Eligibility – Applicants should have all the following to be considered for selection:
- Ability to participate in all three phases of the program, including ability to travel to the United States in summer or fall 2023 (dates to be determined).
- Solid proficiency in English (spoken and written) and comfort working in a professional context in English.
- Valid passport (by February 2023); passport must not expire before April 2024.
- Willingness and ability to conduct a pilot project upon return to home country to include a public-facing component (i.e., public program, public presentation, etc.).
- Access to reliable internet for conducting regular online meetings organized by the Smithsonian Institution.

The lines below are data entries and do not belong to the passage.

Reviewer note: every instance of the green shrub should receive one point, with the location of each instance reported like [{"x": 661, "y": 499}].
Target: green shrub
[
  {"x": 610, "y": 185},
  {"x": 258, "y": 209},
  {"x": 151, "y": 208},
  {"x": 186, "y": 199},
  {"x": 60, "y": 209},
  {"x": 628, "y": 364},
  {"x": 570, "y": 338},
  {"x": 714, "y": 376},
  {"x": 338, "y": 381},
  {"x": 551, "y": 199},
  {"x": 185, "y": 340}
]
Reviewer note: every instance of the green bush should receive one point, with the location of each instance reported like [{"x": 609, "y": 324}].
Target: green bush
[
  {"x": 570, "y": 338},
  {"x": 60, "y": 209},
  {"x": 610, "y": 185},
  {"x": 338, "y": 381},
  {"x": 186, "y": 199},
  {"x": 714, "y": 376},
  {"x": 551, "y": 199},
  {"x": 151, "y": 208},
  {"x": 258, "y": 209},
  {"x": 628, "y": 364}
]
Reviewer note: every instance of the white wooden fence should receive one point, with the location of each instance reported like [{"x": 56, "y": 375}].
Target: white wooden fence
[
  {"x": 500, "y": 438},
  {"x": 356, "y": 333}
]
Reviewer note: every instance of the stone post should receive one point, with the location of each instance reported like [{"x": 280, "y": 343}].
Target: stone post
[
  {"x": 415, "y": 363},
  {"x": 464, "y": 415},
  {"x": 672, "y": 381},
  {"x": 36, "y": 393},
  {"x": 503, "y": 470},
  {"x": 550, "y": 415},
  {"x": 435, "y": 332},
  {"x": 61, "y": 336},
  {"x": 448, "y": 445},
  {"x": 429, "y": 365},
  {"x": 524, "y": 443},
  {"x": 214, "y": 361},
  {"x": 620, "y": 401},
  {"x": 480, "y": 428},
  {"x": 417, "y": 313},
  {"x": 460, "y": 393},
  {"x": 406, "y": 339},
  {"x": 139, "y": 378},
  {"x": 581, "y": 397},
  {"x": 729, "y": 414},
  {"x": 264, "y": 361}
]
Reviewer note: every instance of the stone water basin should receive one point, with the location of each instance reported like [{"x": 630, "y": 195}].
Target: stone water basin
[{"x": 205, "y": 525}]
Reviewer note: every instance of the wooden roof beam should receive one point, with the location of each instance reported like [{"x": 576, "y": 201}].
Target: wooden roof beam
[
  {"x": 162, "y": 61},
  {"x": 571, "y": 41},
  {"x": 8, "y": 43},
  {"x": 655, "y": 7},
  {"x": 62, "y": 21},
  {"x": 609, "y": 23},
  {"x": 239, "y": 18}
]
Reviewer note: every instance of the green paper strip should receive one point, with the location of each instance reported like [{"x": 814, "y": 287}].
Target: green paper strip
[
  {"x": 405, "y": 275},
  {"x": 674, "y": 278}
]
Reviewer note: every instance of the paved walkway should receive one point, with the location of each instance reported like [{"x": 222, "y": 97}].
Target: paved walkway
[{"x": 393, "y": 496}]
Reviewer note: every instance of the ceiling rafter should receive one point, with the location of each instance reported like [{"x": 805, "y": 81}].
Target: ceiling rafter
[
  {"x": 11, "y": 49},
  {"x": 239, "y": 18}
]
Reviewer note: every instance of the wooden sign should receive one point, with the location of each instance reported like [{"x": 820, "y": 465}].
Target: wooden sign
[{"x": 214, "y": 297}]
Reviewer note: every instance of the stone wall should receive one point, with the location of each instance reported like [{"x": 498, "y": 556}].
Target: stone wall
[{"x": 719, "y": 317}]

- Ability to participate in occasional virtual meetings outside of the hours of 09:00 – 17:00 to connect with the NMAfA and Smithsonian team.
- Must self-identify as a cultural practitioner as broadly defined in the Participant Diversity section of this document.
- A demonstrated connection to objects in the NMAfA collection, which can be explored further here: https://africa.si.edu/.
The Smithsonian and the State Department’s Cultural Heritage Center will host a Zoom call to answer specific questions on Friday, 9 December 2022 at 8:30am – 9:30am ET. The Zoom can be accessed at: https://smithsonian.zoom.us/j/89375717746?pwd=WjVQanRKNUtFVXd2bVpaT3lWakFvUT09.
If you are unable to join but would like to receive a recording of the session, please email Global@si.edu.
Interested individuals should submit the below, each as a separate attachment (four (4) total), to Global@si.edu with subject line “NMAfA Program Application” no later than 11:59pm ET on Monday, 2 January 2023:
1) A statement of interest, in English, about participation in the program (no more than three pages, size 12 font, and double-spaced). Within the statement, applicants should describe their own cultural practice and potential or existing ties to the NMAfA collection.
2) A one-paragraph description in English of how the applicant will work with an area of focus from the list below for the project duration. This area of focus will form the basis of the pilot projects participants will carry out once back to their home countries. The paragraph should identify how the area of focus can impact their cultural practice.
- a. Collection Strategy Plan—NMAfA is in the process of reviewing and rewriting how to approach adding to the collection going forward
- b. African Naming Project—NMAfA’s database administrator, along with their archivist, is looking at how they use terminology in cataloguing and in their database
- c. Objects of Concern (e.g., from conflict zones; funerary objects)
- d. African Museology, which is looking at the following:
i. identification of objects needing special handling: gender-restricted; powerful; sacred
ii. handling, storage, and exhibition of objects with special requirements
iii. traditional care protocols
3) Resume in English
4) One letter of support in English (letter can speak to applicant’s background, experience, creativity/innovation, or other qualifications)
Applicants must submit all requested materials listed above by the deadline to be eligible for selection. Applicants will be evaluated based on suitability for the program and materials provided. Final applicants may be invited to participate in a virtual interview. Due to the volume of applications, it is likely that only finalists will be contacted.